The other thing I don’t get is why we don’t try implants first. In the past with the Silastic implant, the defect was large and it was difficult to use bone grafts and such if a conversion to a fusion is necessary. That is pretty cut and dry. With the current options though, there is plenty of bone left over to convert to a fusion down the road if necessary. The Silastic implants had a limited lifespan, necessitating a quick replacement in the active individual. With the latest generation of implants, it is likely the implant will outlive the patient.
I hear from residents nationwide who are just not exposed to first MPJ implants enough to be comfortable doing them in practice. We need to shift this paradigm, folks. Basically what I am hearing is that they either perform cheilectomies or fusions regardless of age, activity levels and stage of deformity. I might be hearing from only select residents but I am hearing much the same things from the attendings in the audiences I lecture to.
Obviously, I am a huge advocate of the first MPJ implant and have had tremendous success with the procedure in my short 11 years out of residency so far. I really think with the new crop of implants available today, it is at least worth another look for my various “Fusion Guy” colleagues.
I am also sure many of you reading this will tell yourselves, “He’s a paid lecturer! Of course, he is writing this blog and telling us all to switch over!” Rightfully so. Take what I say with a giant grain of salt. Better yet, give it a go and decide for yourself.

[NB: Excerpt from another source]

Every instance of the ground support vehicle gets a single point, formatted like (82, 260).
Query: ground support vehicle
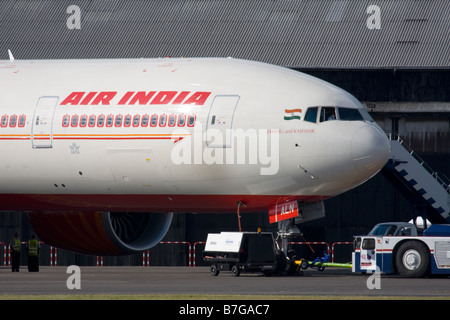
(409, 256)
(242, 251)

1. Waizy H, Czardybon MA, Stukenborg-Colsman C, et al. Mid- and long-term results of the joint preserving therapy of hallux rigidus. Arch Orthop Trauma Surg. 2010 Feb;130(2):165-70.
2. Bussewitz BW, Dyment MM, Hyer CF. Intermediate-term results following first metatarsal cheilectomy. Foot Ankle Spec. 2013 Jun;6(3):191-5.
3. McNeil DS, Baumhauer JF, Glazebrook MA. Evidence-based analysis of the efficacy for operative treatment of hallux rigidus. Foot Ankle Int. 2013; 34(1):15-32.